Prevale la visione sfocata di un mondo in cui il binomio paesaggio-moto dell’anima trova una nuova dimensione grazie alla naturale velatura del supporto, a una sensazione di spleen.

È bello riscontrare le tappe di un percorso involontario e predestinato, soprattutto oggi dove si è così attenti a costruire la situazione giusta da renderla sempre artificiale. Pittrice per necessità personale, artista per caso. Una vicina di casa la convince ad esporre nel 1982 e le opere vengono vendute. Non cambia niente se non che ora c'è un pubblico che vuole vedere quei paesaggi che sarebbero nati lo stesso, perché la pittura è vissuta come necessità di fissare un eccesso di emozioni che la pervadono nelle passeggiate solitarie lungo le sponde del Serchio o del lago, tra i canneti.

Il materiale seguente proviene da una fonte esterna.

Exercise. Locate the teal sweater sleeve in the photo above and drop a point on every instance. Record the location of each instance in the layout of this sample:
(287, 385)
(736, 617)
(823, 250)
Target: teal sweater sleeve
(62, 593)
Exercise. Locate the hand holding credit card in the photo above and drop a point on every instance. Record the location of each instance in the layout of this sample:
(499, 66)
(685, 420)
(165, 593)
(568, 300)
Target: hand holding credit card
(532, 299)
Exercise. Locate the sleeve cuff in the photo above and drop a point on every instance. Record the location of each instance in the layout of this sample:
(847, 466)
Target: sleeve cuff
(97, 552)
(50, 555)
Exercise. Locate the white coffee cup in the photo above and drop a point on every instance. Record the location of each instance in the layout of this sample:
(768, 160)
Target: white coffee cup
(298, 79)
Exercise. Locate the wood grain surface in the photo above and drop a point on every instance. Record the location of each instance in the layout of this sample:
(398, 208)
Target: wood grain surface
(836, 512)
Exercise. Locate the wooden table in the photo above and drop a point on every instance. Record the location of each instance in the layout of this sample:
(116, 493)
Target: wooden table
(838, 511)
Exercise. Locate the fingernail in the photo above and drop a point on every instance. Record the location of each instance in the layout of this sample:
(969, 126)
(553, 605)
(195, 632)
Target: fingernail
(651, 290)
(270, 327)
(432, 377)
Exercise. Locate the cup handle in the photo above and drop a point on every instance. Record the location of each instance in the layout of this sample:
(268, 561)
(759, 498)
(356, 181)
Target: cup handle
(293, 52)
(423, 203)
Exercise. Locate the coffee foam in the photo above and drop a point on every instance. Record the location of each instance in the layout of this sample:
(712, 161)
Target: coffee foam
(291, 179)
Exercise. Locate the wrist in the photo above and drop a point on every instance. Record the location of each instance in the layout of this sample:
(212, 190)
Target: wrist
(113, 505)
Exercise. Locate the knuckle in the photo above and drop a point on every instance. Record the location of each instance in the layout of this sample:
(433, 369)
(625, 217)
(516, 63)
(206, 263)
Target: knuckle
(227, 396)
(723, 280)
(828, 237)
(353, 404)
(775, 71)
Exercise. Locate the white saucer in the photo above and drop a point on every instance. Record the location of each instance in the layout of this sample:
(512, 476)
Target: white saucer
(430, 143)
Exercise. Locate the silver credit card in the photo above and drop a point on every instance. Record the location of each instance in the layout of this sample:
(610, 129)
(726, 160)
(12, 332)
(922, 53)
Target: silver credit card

C’è serenità, anche se novembrina, toccata di malinconia, nella sua semplicità. Ho annotato, forse rubato, alcuni passaggi della nostra conversazione: le nuvole sono un mondo che scivola via; il fiume passa da tutti i paesi, porta gli umori della gente; il fiume regala al mare, il mare regala al cielo. Parole da pellerossa, da persona libera.
C'è semplicità anche nella sperimentazione delle tecniche, nel passaggio dall’utilizzo del vetro come supporto a quello della vetroresina, materiale industriale, eppure così appropriato ad accompagnare il sottovoce dei suoi pensieri. C'è del nuovo, meglio del rinnovato, senza cercarlo, come una logica conseguenza: il fusto, il ramo, la fronda. Gentile Annamaria, continui ad abbracciare gli  alberi, a regalarci altri paesaggi: sono convinto che siamo in molti ad averne bisogno.